Prediction is simply then a matter of supplying the values for the variable you want to predict, say day of the week, hour and site, and then reading off the value from best fit plane where these variables coincide. The clever part about using AI models to do regression analysis is that you are not limited to two or three sets of variables. Although difficult for the human mind to visualise the models can be built with almost limit less sets variables and through analysis and experimentation, and a lot of data, only those variables that have the most affect on the resultant audience impression figure can be identified. These standard regression models started to yield better prediction results and gave us to predict the next weeks hourly figures to an accuracy of plus or minus 10% about 85% of the time.

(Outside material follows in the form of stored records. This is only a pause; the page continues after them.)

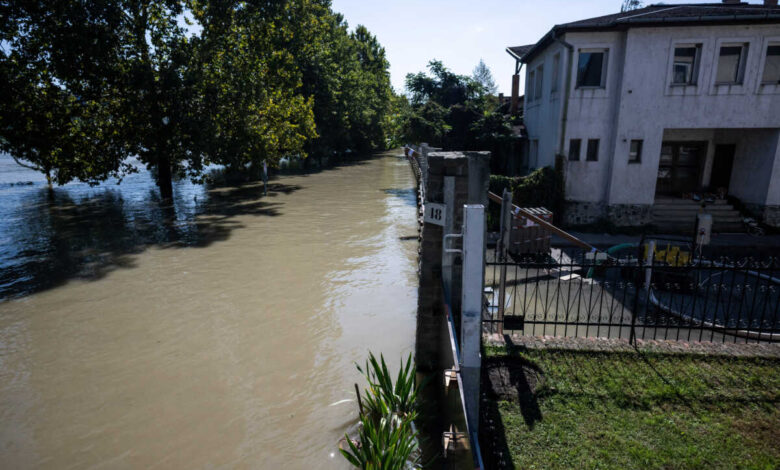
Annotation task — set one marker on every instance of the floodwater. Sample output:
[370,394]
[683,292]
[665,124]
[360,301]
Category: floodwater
[221,333]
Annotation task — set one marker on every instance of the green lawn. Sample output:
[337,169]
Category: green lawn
[576,409]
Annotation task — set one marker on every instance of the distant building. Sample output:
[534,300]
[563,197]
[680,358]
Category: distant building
[650,106]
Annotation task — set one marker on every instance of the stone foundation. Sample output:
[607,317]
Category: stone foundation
[622,215]
[582,213]
[769,214]
[772,215]
[630,215]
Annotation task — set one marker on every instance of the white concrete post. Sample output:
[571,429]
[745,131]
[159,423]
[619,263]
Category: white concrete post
[448,255]
[502,251]
[471,307]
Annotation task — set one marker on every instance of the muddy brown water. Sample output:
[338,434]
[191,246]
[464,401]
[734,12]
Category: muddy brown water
[220,335]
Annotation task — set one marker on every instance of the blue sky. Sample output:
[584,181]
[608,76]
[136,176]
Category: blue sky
[460,32]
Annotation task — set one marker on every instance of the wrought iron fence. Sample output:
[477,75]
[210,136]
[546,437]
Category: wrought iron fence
[662,296]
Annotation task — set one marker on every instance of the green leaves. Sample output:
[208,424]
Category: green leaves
[93,83]
[387,437]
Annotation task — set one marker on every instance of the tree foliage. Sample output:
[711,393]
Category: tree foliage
[484,77]
[454,111]
[90,84]
[628,5]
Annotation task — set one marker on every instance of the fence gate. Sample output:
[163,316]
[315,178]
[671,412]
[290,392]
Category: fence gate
[645,290]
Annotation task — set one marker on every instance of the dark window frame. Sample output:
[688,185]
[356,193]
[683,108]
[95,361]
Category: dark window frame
[638,157]
[592,151]
[775,52]
[739,72]
[572,147]
[694,68]
[582,73]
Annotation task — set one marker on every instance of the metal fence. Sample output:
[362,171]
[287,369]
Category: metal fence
[634,296]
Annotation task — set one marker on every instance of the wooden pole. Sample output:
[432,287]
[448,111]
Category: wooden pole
[561,233]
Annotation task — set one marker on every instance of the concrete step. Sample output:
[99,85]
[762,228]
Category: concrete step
[714,214]
[692,215]
[686,202]
[675,207]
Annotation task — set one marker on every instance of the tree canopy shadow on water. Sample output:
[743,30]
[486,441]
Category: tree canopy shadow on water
[55,236]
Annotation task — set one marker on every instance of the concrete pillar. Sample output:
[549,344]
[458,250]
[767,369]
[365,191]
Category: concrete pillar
[515,93]
[470,172]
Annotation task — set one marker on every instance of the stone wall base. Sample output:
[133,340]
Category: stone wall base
[769,214]
[582,213]
[622,215]
[630,215]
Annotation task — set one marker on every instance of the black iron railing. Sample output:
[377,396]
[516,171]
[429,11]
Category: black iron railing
[664,296]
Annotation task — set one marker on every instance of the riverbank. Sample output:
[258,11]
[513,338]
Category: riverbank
[224,337]
[549,407]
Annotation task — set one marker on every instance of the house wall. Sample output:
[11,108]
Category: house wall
[638,102]
[649,104]
[542,117]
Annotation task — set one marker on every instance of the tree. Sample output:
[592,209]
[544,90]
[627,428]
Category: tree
[248,86]
[484,77]
[629,5]
[93,83]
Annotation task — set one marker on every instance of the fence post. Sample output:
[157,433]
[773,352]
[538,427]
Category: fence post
[471,306]
[503,248]
[448,257]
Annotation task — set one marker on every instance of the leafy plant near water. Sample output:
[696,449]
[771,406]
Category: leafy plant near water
[387,438]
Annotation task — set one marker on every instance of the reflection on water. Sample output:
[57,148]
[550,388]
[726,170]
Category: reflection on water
[213,332]
[78,231]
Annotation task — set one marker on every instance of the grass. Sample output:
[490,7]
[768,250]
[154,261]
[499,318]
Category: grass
[635,410]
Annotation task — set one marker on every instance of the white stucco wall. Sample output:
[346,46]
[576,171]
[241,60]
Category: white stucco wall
[542,116]
[639,103]
[649,105]
[753,173]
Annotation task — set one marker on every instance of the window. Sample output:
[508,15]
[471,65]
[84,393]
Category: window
[574,149]
[539,82]
[731,61]
[772,65]
[591,68]
[685,66]
[555,72]
[635,152]
[534,160]
[593,150]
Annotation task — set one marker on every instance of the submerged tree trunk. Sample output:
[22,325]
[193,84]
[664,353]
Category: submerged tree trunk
[164,178]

We then moved on to a more complex but also more powerful AI model, a convolutional neural network (CNN). These models aim to replicate in some part how the human brain achieves pattern recognition. Like standard AI regression models CNNs can take multiple variables as input and can be trained make predictions on output. A benefit is that they can also be tailored more acutely to overcome some of the issues seen in training predictive models. The main issue to overcome is that of over fitting predictions based on the data they have been trained on which can make the model very good at predicting output for set of values is has seen before but not for ones that it hasn’t.
The longer you look back, the farther you can look forward.
Winston Churchill
Churchill’s words couldn’t apply more when it comes to AI Models. More site data leads to improved predictions for all our models so far. A rolling average requires a minimum of four weeks of data, while other models require at least six months for optimal results. When we introduced weather variables in our CNN models we found that although we achieved our highest level of predicative accuracy, predicting next weeks hourly figures to an accuracy of plus or minus 5% about 95% of the time, at least six months of data was required and preferably more than twelve.
The advantage of these models is their ability to improve with more training data. Our models are updated weekly with the latest audience impression data from our collectors, and made available to customers through an automated data feed or report. This enables customers to:
- Determine hourly CPM pricing for their digital screens with audited figures.
- Make precise predictions for client campaigns and estimated impressions.
- Analyse the effect of external factors, such as weather, on audience impressions.
To enhance the precision of audience impression prediction, additional variables can be incorporated in the future, such as bank holidays, sporting events near screens, and national strikes etc.. The Crowd-Sense collector, a standardized method for measuring audience impressions, along with its reliable continuous measurement service, provides the foundation for achieving accurate audience impression prediction for the first time.
With tools like these Crowd-Sense can’t quite give you a perfect vision of future audience impressions but we can give you better glasses to look at it with and the lenses in those glasses just keep getting better and better.